有明(熊本)のスピードスターが自慢の快足で甲子園を沸かせた。
1番の永田晴輝(ながた・せいき)内野手(3年)が1点リードの3回先頭で中越え二塁打で出塁。1死後、すかさず三盗を決めた。捕手が送球できない完璧なスチールだった。
本領発揮はここからだ。実田聡志(さねだ・そうし)内野手(3年)のほぼ三塁正面へのゴロで果敢に本塁へ突入。ヘッドスライディングで間一髪、生還を決め、リードを2点に広げた(記録は野選)。

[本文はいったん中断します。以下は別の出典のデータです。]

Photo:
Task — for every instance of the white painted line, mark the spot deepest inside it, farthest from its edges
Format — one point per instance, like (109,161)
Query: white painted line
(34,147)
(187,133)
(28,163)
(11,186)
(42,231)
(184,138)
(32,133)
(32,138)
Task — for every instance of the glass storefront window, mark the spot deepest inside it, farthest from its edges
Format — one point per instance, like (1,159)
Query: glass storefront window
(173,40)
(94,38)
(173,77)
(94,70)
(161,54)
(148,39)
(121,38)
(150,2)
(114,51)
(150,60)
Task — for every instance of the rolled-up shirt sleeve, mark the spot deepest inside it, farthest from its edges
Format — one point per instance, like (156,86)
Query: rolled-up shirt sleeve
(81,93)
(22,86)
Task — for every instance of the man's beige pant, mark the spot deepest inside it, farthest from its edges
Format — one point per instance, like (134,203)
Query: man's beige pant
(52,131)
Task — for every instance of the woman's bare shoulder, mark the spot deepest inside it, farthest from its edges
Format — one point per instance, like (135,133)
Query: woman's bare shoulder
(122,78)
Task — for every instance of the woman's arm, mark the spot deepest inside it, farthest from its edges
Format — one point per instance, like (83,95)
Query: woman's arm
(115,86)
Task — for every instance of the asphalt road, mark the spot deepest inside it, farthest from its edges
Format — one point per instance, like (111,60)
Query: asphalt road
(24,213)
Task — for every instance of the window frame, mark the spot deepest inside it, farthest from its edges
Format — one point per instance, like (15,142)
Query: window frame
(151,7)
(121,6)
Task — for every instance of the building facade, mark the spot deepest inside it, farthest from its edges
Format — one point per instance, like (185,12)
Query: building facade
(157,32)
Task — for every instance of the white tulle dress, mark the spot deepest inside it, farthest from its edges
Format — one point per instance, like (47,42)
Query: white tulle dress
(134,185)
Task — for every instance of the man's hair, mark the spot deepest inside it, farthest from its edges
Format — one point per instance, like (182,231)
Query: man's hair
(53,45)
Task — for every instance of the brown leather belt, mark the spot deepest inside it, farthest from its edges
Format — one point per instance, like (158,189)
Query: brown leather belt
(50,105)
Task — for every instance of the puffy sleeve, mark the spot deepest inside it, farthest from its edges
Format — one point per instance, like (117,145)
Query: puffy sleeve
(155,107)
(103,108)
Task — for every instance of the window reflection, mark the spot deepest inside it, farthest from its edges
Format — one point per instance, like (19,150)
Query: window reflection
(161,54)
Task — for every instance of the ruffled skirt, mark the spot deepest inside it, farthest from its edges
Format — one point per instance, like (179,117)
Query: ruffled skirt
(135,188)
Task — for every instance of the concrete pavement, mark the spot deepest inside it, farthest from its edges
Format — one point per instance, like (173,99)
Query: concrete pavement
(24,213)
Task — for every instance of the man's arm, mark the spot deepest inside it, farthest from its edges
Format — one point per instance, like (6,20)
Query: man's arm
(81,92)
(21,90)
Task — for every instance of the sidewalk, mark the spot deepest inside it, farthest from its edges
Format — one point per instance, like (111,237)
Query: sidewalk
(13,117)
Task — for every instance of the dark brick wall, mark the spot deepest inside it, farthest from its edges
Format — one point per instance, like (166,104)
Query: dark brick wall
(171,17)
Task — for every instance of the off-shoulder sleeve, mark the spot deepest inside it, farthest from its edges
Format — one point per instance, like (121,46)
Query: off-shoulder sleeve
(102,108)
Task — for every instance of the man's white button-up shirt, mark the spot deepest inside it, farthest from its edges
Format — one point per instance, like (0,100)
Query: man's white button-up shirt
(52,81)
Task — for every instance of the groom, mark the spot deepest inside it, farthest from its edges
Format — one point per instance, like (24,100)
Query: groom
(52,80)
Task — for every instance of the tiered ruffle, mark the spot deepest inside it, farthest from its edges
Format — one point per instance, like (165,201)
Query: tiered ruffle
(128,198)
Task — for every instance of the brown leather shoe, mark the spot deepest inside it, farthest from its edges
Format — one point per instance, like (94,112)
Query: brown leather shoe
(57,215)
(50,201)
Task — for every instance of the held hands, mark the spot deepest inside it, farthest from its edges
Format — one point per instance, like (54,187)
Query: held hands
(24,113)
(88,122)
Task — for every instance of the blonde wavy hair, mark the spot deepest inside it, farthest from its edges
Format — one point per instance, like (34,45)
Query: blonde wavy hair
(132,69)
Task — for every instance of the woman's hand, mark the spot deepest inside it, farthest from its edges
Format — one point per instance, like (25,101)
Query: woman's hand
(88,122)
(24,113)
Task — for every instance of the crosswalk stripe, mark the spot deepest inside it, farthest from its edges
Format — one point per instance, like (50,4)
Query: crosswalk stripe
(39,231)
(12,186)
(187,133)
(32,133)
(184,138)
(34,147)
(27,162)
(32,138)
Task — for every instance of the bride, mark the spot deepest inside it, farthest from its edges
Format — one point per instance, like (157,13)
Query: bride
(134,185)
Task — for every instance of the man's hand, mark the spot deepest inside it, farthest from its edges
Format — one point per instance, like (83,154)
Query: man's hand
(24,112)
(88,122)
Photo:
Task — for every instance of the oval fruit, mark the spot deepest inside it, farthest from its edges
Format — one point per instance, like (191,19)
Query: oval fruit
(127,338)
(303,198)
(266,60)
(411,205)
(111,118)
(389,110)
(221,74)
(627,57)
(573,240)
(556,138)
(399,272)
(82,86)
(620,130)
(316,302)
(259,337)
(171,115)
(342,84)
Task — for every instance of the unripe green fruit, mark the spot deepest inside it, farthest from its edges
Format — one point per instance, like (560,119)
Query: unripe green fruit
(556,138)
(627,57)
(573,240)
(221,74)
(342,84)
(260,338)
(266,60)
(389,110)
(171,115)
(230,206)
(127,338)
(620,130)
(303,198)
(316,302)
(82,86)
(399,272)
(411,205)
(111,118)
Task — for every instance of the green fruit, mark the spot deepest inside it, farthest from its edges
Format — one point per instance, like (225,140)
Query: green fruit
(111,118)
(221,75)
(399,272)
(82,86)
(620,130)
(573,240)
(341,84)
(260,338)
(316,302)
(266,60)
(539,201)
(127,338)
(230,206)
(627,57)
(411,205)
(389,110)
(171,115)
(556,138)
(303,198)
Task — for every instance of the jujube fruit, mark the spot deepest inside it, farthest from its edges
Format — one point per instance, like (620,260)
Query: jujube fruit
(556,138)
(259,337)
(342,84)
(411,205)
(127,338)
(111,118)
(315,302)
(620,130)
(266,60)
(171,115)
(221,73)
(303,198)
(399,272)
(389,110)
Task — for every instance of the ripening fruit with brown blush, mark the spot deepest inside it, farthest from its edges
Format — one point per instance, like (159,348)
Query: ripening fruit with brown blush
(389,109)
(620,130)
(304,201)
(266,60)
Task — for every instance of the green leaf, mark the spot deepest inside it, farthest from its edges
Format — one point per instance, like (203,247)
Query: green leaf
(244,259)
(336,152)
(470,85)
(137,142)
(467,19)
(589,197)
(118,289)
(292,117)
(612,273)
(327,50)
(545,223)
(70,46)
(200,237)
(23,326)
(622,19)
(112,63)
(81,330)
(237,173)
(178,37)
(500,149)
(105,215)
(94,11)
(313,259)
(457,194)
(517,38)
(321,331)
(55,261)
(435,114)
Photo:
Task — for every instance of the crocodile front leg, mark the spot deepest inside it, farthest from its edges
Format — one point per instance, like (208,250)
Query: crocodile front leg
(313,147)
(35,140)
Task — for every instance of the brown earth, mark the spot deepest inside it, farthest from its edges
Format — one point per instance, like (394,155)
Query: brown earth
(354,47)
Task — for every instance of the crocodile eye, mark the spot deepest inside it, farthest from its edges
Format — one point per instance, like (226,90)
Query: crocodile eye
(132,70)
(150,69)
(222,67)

NHKの解説者の杉本真吾氏(61=元米子東監督)は「これ、普通ならアウトですよ」と驚きを隠せず「トップスピードに乗るのが本当に早い」と舌を巻いた。永田は熊本大会5試合で6盗塁をマークしている。
1回戦の立命館宇治(京都)戦で1点を追う9回2死満塁で走者一掃の逆転二塁打。2安打5打点でミラクルな甲子園初勝利を導いた。7月末に発生した熊本地震に触れ「たくさんの被災者がいる。勇気を与えられるプレーをしたい」と2回戦以降に向けて力を込めていた。